The next morning at work, I was called up to our birthing center. A woman was going into labor and would deliver a pre-term baby who might be born alive, but would not be able to live for more than a few minutes due to her very young gestational age. This woman’s husband could not bear to be present during this birth, and so the nurses wondered if I could stay with her as she went through this sad labor. Her husband believed that it would be best not to see, name, or hold the baby so that they would not love it any more. It was a desperate —and failed — attempt at having their hearts a little less broken. The nurse who called me looked at my rounding stomach and asked if I was sure I should do this. I wasn’t, but I knew I was to go in anyway.

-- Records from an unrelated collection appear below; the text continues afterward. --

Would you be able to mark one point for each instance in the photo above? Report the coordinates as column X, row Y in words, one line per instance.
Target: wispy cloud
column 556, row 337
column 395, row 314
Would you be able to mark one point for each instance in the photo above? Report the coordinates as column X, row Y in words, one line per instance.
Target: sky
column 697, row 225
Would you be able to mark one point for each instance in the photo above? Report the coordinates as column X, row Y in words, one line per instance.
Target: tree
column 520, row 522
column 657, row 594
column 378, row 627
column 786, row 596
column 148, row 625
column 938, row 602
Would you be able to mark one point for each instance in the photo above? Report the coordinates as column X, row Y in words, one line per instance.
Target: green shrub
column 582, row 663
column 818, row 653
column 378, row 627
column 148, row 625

There were layers of similarities — our baby girls nearly exactly the same age and husbands who had the same uncommon first names. I sat and held her hand, and we talked between contractions, whispering, praying, and crying. She asked if I would baptize the baby, but not tell her husband. I said I would. After she delivered her tiny little baby, who was in fact alive and breathing, she and I quickly baptized her with those ancient words, “I baptize you in the name of the Father, the Son, and the Holy Spirit. AMEN,” before her husband was to enter. When he came in, she quickly handed me the baby and asked me to take her. I whispered to her, “Do you want me to hold her until she dies?” “Please, “she replied though tears.

I carried this little child into the next room, and sat down on the rocking chair in the dark. I could feel her little breaths. As I held her on top of my growing stomach, I began to sing quietly and pray. “Jesus. You too were a baby. So take this little one, so pure and perfect. Let her know love. Hold her and tend her just as her mother would if she could. Hold her tight.”

A fairly small, but remarkable, thing then happened. My own little baby, just her age, began to kick. She gently kicked and punched and did not stop for the entire 15 or so minutes that we sat there together. At first I thought she might be reminding me about how she was o.k. About how she was healthy and strong. I thought she was strengthening my spirit. But now I wonder if somehow she was talking to this little dying baby. As if they were so close to God’s heart that they could communicate deep truths in little breaths and kicks. Maybe she was telegraphing to her sister that she too would be o.k., reminding her that she was returning to a place that they had both come from.

It was as if those two babies were like soul-twins, like the intertwining dark and light of that ancient Confucian symbol the Yin-Yang.

I don’t understand what happened in that room, but I know what happened in my own spirit. It was made known to me by these two babies, one dying, one with new promise of health, that somehow this all resides together in the hands and the heart of God, the Creator. That the line between life and death, which had seemed so rock solid, was in fact very thin, very porous. That life and death are twins, enriching each other, bearing truth, communicating the complete nature of God.

Somehow, this has made it easier to live in a less divided way. We can fear a little less, rest a little more, and live a little louder when death is but a chapter of the great whole. You see, it all fits in the palm of God’s hands — all of our terror and sorrow and all of our joy and delight. God collects the broken pieces, knits them together and declares us whole. It’s quite a mystery.